Он и высказался в этом смысле, когда они вечером, после ухода Зины, остались вдвоем с Дусенькой. Но та и слушать не желала. Это ж, если так думать, можно полстаницы считать виноватыми! Да где ж такое видано!
— А то и видано, — в буквальном смысле отмел ее возражения Грязнов, — что эти твои полстаницы как раз и обслуживали банду распространителей и торговцев наркотиками. Они огромные барыши приносили хозяевам, и жестко поступать с ними те будут лишь в том случае, если узнают, что станичницы твои сдали их милиции. Хотя с милицией вашей совсем плохо дело, насквозь прогнили.
— А если так, тогда почему Жигалу этого не забрали? Он ведь тоже…
— За него не беспокойся. Всему свое время. Пусть пока побегает, поволнуется. Может, попытается какие-то шаги предпринять, ему ж серьезные обвинения светят, неужели ты думаешь, что он такой уж простак-тихоня, которого чеченцы либо тот же Дадаев легко обвел вокруг пальца?
— Ну а что толку, если он и побежит к кому-то? Кто узнает? Ты ж сам сказал давеча, что он прохвост порядочный!
— Сказал, и что? Уж не хочешь ли ты наняться в тайные агенты? — И добавил с легкой иронией: — В шпионку поиграть?
— Ну зачем ты так? — обиделась Дуся. — Я ведь о деле думаю…
— Так и я о деле… Положение твоего… прости, вашего Жигалы будет во многом зависеть от показаний Полозкова и Саида Хасмагомедова. Ни тот ни другой, надо понимать, щадить и выгораживать его не станут. Напротив, постараются и свою вину перевалить на него. Мол, это он всему голова, а они ни при чем. А так — что ему может предъявить следователь? Особенно если тот и сам каким-то образом замазан в дадаевских делах? Чего, к сожалению, нельзя исключить. Раскрутка дела Калужкина лично мне ясно показывает, что в нем были заинтересованы не только местные лица. И ничего не показывает следствию, вот как получается…
— Но все равно же… — попыталась возразить Дуся, и Грязнов решил ее не мучить, зная, что она не отстанет, ибо уже считает его умнее всех остальных сыщиков, вместе взятых. А может, это была у нее обычная женская гордость за «своего» мужчину, кто знает? Что бывает в тех случаях, когда женщина всерьез возлагает на этого мужчину определенные надежды. А так оно, видно, и есть.

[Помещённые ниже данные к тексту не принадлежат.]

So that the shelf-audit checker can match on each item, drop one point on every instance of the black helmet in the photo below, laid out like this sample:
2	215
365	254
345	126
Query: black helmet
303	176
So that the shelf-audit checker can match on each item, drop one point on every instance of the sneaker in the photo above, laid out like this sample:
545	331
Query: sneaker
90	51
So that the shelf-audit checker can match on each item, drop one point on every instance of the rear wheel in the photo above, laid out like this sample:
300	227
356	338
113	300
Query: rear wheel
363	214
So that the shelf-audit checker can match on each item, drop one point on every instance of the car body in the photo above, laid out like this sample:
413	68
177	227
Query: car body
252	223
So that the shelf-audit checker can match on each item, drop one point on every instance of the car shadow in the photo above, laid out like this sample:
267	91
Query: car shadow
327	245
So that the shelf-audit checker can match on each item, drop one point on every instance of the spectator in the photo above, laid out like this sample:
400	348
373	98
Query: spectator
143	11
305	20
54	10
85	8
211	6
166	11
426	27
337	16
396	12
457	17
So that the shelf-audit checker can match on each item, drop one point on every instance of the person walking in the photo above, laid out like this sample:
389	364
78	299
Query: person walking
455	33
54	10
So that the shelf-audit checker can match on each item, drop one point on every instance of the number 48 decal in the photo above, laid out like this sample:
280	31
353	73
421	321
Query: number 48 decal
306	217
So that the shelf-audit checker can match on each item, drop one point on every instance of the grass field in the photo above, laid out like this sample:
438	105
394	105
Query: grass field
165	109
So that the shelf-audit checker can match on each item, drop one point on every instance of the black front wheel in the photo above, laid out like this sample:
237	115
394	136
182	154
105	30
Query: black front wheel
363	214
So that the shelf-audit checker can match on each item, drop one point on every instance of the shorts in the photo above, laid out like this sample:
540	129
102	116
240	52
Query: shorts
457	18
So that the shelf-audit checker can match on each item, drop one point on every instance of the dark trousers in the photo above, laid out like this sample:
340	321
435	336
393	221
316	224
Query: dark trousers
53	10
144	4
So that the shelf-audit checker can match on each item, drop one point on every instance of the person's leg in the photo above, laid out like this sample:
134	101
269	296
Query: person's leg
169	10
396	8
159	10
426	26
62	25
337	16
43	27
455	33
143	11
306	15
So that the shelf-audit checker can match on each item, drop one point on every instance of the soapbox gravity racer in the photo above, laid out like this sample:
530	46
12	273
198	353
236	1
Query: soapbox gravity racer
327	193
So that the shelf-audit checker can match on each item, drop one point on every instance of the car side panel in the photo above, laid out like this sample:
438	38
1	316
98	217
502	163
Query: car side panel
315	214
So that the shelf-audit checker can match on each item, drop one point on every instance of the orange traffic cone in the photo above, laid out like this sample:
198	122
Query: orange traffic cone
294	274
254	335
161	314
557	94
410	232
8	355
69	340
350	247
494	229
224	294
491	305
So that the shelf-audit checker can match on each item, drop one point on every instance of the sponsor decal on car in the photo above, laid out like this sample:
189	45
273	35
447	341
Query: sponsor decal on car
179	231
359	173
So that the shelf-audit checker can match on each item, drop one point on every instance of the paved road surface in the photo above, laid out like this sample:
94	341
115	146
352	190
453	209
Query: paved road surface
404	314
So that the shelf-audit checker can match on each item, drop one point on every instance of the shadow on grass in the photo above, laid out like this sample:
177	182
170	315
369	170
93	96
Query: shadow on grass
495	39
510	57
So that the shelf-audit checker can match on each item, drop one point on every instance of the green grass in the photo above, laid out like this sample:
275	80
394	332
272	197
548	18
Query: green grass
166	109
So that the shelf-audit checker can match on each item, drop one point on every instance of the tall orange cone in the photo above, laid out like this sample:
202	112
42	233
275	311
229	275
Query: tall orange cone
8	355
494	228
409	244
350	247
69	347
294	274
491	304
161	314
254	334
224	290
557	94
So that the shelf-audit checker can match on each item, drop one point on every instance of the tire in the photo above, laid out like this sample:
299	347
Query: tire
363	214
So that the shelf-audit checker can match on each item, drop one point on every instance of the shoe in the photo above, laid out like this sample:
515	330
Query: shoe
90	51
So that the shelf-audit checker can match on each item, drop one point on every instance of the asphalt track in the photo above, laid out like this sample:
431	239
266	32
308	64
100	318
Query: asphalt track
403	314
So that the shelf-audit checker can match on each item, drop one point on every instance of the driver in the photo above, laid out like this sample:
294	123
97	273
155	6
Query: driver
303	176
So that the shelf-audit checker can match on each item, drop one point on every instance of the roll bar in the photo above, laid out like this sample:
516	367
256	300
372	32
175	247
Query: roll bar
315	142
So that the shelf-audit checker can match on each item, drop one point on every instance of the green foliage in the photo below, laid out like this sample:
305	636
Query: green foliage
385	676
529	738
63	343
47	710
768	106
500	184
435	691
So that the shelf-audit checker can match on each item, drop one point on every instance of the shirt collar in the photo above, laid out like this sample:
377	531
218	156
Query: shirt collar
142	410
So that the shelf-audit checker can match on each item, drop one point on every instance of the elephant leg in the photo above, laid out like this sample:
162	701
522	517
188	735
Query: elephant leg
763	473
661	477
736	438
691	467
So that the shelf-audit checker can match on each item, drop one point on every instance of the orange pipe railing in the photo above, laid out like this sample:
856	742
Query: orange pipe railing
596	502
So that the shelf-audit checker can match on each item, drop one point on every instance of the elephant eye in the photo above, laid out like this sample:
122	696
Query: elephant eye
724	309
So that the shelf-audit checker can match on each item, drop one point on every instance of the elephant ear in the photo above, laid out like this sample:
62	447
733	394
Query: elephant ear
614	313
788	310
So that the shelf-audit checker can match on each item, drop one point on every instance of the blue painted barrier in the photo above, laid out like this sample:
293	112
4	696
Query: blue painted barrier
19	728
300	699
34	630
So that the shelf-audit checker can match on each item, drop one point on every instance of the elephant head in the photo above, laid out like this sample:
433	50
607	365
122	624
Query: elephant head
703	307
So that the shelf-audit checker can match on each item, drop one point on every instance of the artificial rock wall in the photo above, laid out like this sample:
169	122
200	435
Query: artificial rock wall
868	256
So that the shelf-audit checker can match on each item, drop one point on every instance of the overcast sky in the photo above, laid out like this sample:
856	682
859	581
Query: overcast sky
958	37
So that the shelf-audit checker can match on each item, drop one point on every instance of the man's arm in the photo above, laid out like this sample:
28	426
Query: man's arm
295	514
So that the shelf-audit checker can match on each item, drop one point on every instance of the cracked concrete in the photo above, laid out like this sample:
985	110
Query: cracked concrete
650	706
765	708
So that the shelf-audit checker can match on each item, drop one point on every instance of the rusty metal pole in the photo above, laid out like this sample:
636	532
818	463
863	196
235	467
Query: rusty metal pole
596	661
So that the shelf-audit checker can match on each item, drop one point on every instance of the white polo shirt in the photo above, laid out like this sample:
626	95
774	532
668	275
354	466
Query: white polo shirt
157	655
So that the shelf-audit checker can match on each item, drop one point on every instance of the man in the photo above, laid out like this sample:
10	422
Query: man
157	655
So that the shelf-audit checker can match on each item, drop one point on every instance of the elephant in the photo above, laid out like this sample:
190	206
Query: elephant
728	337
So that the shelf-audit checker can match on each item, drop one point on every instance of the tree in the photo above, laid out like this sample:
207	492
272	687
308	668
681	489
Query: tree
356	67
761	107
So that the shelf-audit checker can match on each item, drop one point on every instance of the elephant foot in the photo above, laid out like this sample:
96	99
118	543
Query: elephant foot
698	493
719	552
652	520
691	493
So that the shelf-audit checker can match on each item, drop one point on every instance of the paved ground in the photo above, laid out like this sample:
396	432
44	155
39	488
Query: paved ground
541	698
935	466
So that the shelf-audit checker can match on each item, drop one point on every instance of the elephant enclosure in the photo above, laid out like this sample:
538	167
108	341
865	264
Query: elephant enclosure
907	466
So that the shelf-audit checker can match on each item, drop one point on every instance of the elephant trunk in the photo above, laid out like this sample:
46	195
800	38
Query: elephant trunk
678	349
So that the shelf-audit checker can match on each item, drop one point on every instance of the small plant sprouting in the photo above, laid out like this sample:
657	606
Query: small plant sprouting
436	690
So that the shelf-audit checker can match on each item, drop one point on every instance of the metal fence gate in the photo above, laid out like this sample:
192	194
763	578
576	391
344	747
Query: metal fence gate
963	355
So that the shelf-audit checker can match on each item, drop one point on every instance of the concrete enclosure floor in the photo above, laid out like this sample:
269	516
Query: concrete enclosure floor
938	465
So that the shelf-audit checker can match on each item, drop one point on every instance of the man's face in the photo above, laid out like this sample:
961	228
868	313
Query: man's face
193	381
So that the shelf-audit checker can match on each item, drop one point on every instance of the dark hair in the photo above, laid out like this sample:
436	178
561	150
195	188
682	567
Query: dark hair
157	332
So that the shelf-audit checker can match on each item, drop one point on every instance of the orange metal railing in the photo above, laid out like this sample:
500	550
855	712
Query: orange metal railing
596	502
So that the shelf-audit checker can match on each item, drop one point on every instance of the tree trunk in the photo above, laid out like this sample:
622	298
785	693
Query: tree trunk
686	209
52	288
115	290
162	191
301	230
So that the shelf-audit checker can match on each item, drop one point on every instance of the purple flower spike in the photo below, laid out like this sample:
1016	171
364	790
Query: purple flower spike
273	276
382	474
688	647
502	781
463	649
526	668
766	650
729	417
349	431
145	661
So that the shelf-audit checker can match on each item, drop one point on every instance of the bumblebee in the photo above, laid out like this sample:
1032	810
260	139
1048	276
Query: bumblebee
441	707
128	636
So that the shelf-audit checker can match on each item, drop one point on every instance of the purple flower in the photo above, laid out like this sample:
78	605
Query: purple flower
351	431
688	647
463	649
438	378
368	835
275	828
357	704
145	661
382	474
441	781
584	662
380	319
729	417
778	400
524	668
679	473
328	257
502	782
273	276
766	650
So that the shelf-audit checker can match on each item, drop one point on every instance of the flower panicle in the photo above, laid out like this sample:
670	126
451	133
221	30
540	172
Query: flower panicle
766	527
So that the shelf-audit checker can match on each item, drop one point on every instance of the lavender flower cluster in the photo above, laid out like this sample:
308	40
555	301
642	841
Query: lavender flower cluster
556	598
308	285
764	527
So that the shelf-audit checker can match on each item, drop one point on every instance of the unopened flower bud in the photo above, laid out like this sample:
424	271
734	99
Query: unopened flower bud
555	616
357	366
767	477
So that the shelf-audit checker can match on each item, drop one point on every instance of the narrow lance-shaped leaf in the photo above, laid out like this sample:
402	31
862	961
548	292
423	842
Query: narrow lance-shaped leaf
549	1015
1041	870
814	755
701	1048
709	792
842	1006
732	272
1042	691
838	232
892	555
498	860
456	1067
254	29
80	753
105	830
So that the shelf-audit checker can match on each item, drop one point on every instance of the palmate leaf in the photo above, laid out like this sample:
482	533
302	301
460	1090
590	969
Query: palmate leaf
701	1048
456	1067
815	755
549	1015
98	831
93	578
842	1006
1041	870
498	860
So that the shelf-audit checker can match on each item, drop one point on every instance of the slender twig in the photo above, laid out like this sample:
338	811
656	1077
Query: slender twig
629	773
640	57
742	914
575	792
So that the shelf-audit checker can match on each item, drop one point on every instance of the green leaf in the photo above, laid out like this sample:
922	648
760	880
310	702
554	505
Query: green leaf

Но в мыслях Вячеслава Ивановича как-то исподволь прокручивалась история с Дарьей Двужильной. И он снова укреплялся в мыслях, что ее мучения и страшная смерть явились отчасти и результатом их с Климушиным беспечности и торопливости. Не знай Дарья о том, кем является Володя, возможно, ее и миновала бы такая жестокая участь. Хотя вряд ли. С бандитами поведешься, оправданий себе не ищи… Вот он и думал: открыть Дусеньке тайну или не стоит? В женщине он, разумеется, был уверен, как в себе самом, но… жизнь иной раз подбрасывала такие ситуации, которые не могли бы и в голову прийти. Однако Алексей твердо знал, что Дусе довериться можно — сестра все-таки. Ну, раз так?..
— Я тебе скажу кое-что, но ты сразу об этом забудешь, если к тебе вдруг обратится незнакомый тебе человек, чтобы передать привет от Алексея. Даешь страшную клятву? — усмехнулся он.
— Землю есть? — с готовностью согласилась она, и глаза ее заблестели.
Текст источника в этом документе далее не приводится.